Un disegno preciso, quello andato in onda al tribunale di Jinan, durante i giorni del processo a Bo Xilai; un plot che ha confermato tutte le voci, anche quelle più rosa, rispetto allo scandalo politico che ha sconvolto la Cina, come mai era successo negli ultimi trent’anni. Solo che in tutto il processo è mancato il vero mandante di tutto lo scandalo: il Partito Comunista cinese e la politica.
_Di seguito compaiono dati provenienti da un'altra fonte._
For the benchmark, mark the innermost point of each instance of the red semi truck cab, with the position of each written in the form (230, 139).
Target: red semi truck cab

Si discuterà a lungo, anche dopo la sentenza, della «trasparenza» del procedimento contro Bo Xilai, a causa della disponibilità della corte a twittare, quasi, in diretta il processo. Dopo la chiusura del tribunale del Jinan, sul web cinese e sui media internazionali, tutti discutono se sia stato trasparente o meno il processo. La sensazione è che lo sia stato come ha voluto il Partito Comunista cinese. A Bo Xilai è stato consentito di difendersi, a condizione che lo facesse su elementi secondari: le relazioni sentimentali, l’omicidio dell’uomo inglese, le relazioni che intercorrevano tra lui, la moglie e Wang Lijun. Gli è stato consentito di usare parole forti, a confermare il proprio carisma e volontà di lottare: la moglie è «pazza», Wang «un abominevole bugiardo», uno che dice «stronzate», Bo ha negato tangenti e favori, ha solo ammesso di essere stato incauto e di non aver gestito bene la fuga dell’ex super poliziotto. Ma di Hu Jintao e Wen Jiabao, ex Presidente e premier e di Xi Jinping, attuale Presidente, che l’hanno voluto non solo estromesso dalla scena politica, ma anche sotto processo con il rischio di una condanna capitale, neanche una parola.
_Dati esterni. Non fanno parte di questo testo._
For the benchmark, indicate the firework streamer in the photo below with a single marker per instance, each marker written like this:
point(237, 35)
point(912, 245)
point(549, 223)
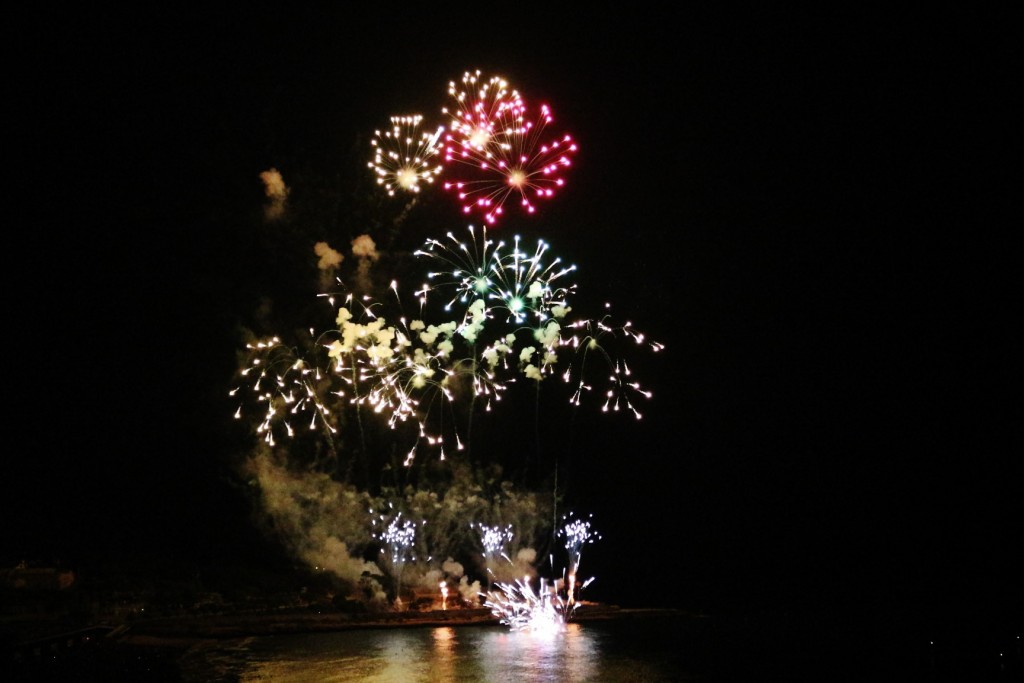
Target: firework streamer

E allora, alla luce di questo processo, perché mai Bo Xilai e il suo procedimento sarebbero dovuti essere così importanti? Se si leggono le trascrizioni (per altro pubblicate non integralmente) non si capisce davvero perché una storia di relazioni extraconiugali, tangenti e omicidio dovrebbe essere così rilevante.
È che nel processo i veri motivi – quelli importanti – della caduta di Bo Xilai non sono stati affrontati e forse già questo è frutto dell’accordo tra imputato e Partito. Solo tre reati, corruzione, appropriazione indebita e abuso di potere, riferiti al periodo di Dalian e alla questione dell’assassinio di Heywood. Cosa rimane fuori in questo modo? Il «modello Chongqing», a torto o ragione considerata la causa della caduta rovinosa di Bo Xilai: il suo essere a capo di una fazione che avrebbe potuto cambiare i destini politici del paese, mutando completamente il corso della transizione avvenuta con il Diciottesimo Congresso. Estromettendo argomenti così sensibili, forse il Partito ha dato a Bo l’occasione di difendersi, ma ha completamente estromesso la possibilità che Bo Xilai, in un atto quasi suicida, ma in linea con il personaggio, trascinasse nel baratro anche i vertici del Partito.